Harry insisted his family wasn't racist, but said the episode was an example of unconscious bias. The prince told CBS that he was "probably bigoted" before he met Meghan, and said that the royal family, which is held to a higher moral standard, needed to "learn and grow" in order to be "part of the solution rather than part of the problem."
"Otherwise unconscious bias then moves into the category of racism," Harry told ITV.
"Spare" explores Harry's grief over the death of his mother in 1997, and his long-simmering resentment at his role as the royal "spare," overshadowed by the "heir" — older brother William. He recounts arguments and a physical altercation with William, reveals how he lost his virginity and describes using cocaine and cannabis.

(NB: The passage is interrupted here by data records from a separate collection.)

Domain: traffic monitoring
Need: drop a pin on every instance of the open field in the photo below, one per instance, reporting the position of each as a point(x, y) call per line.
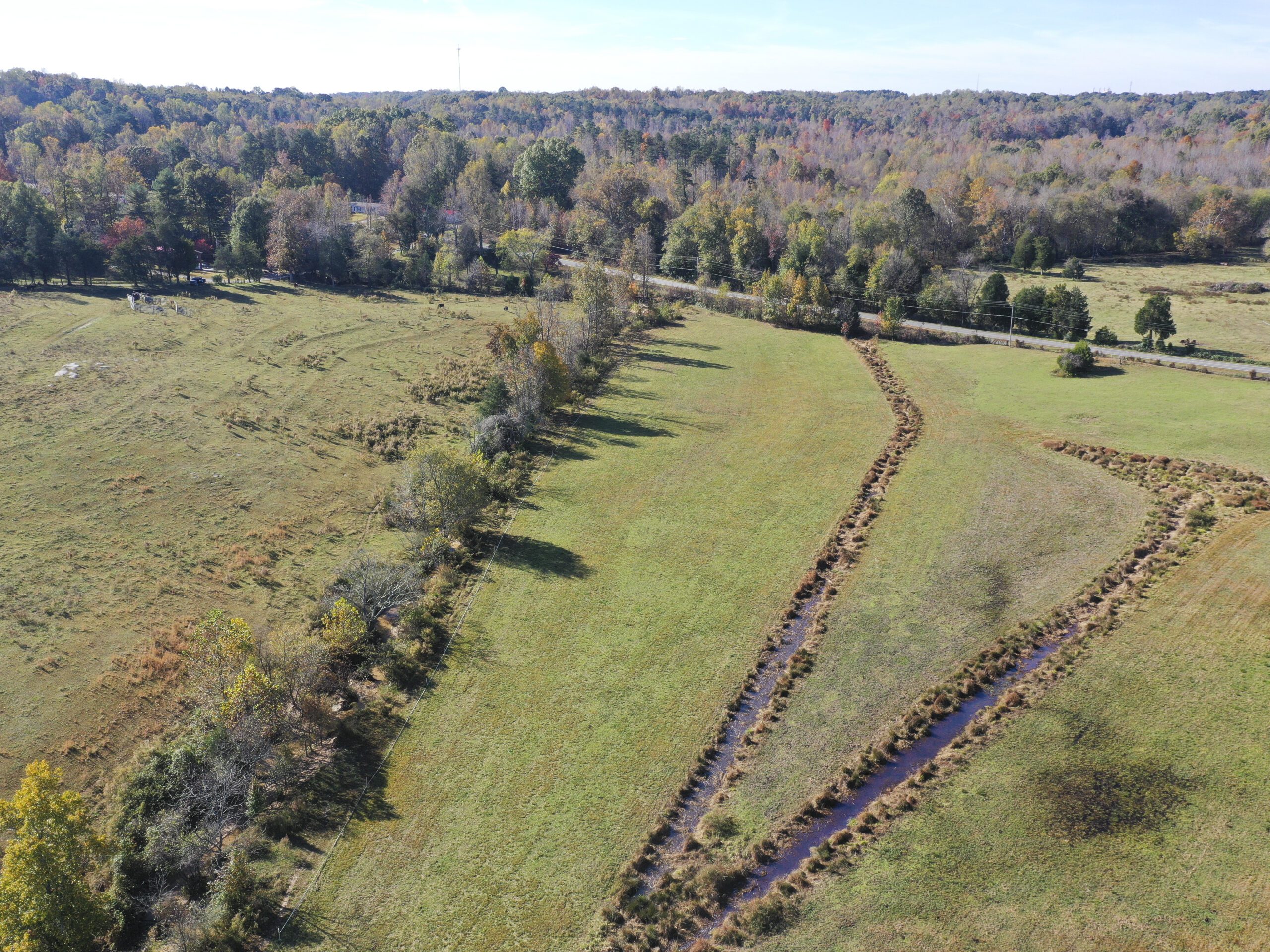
point(982, 529)
point(627, 606)
point(1235, 323)
point(187, 466)
point(1155, 734)
point(1126, 812)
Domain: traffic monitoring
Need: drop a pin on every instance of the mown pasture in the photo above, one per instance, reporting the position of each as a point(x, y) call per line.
point(1231, 321)
point(629, 599)
point(1126, 809)
point(981, 530)
point(190, 465)
point(1124, 812)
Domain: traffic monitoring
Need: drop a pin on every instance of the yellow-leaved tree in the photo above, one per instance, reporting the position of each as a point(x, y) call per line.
point(46, 900)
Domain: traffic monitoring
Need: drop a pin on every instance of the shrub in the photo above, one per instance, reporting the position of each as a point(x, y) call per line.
point(767, 916)
point(500, 433)
point(1076, 362)
point(375, 586)
point(1074, 270)
point(1105, 337)
point(892, 316)
point(1201, 518)
point(443, 488)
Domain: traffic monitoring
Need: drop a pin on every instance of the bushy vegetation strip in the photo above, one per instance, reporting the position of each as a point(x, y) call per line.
point(788, 654)
point(454, 631)
point(1192, 498)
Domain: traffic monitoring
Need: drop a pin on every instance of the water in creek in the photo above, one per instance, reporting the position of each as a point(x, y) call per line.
point(906, 763)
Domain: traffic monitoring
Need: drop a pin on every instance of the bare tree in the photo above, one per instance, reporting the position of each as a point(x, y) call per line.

He also says he killed 25 Taliban fighters while serving as an Apache helicopter pilot in Afghanistan — drawing criticism from both the Taliban and British military veterans.
The allegations about Camilla are particularly sensitive because of her role in the acrimonious breakdown of Charles' marriage to the late Princess Diana, William and Harry's mother.
Diana once described Camilla, who carried out a long-term affair with Charles, as the third person in their marriage. While many members of the public initially shunned Camilla, she has won fans by taking on a wide range of charitable activities and has been credited with helping Charles appear less stuffy and more in tune with modern Britain.
Writing about his father's 2005 wedding to Camilla, Harry says: "I had complex feelings about gaining a stepparent who, I believed, had recently sacrificed me on her personal PR altar." Still, he says he wanted his father to be happy. "In a funny way I even wanted Camilla to be happy. Maybe she'd be less dangerous if she was happy?"
"Spare" is the latest in a string of public pronouncements by Harry and Meghan since they quit royal life and moved to California in 2020, citing what they saw as the media's racist treatment of Meghan and a lack of support from the palace. It follows the interview with Winfrey and a six-part Netflix series released last month.
In the ghostwritten memoir, Harry, 38, describes the couple's acrimonious split from the royal family after their request for a part-time royal role was rejected.
The television interviews are certain to pile more pressure on the royal family. Harry is also appearing on "The Late Show with Stephen Colbert."
Royal officials haven't commented on any of the allegations, though allies have pushed back on the claims, largely anonymously.
Harry has defended the memoir describing it as his effort to "own my story" after years of "spin and distortion" by others. In the "60 Minutes" interview, Harry denied his book was intended to hurt his family.
Omid Scobie, co-author of "Finding Freedom," a book on the Duke and Duchess of Sussex, said Harry is offering the look behind the palace walls that the public has always wanted.
"Of course, that does come with some downsides for those who have been part of his journey," Scobie told the BBC. "We heard some sort of really startling confessions and stories about members of the royal family, particularly when it comes to Camilla and her relationship with the press.''
While Harry said he hadn't spoken with his father or brother in a while, he hopes to find peace with them. But he told ITV that the "the ball is in their court."
"They've shown absolutely no willingness to reconcile," he said.
While the saga is damaging to the royal family, it may not be as harmful as people might think and will give the global audience a forum to discuss difficult issues like misogyny and racism, said Boston University professor Arianne Chernock, an expert in modern British history.
But she was cautious about doomsayers suggesting the monarchy itself was in trouble. The institution has endured more than 1,000 years after all.
"This is a central component of the history of the royal family,'' she said. "Scandal is the norm not the exception.''
Associated Press Writers Jill Lawless and Kwiyeon Ha contributed.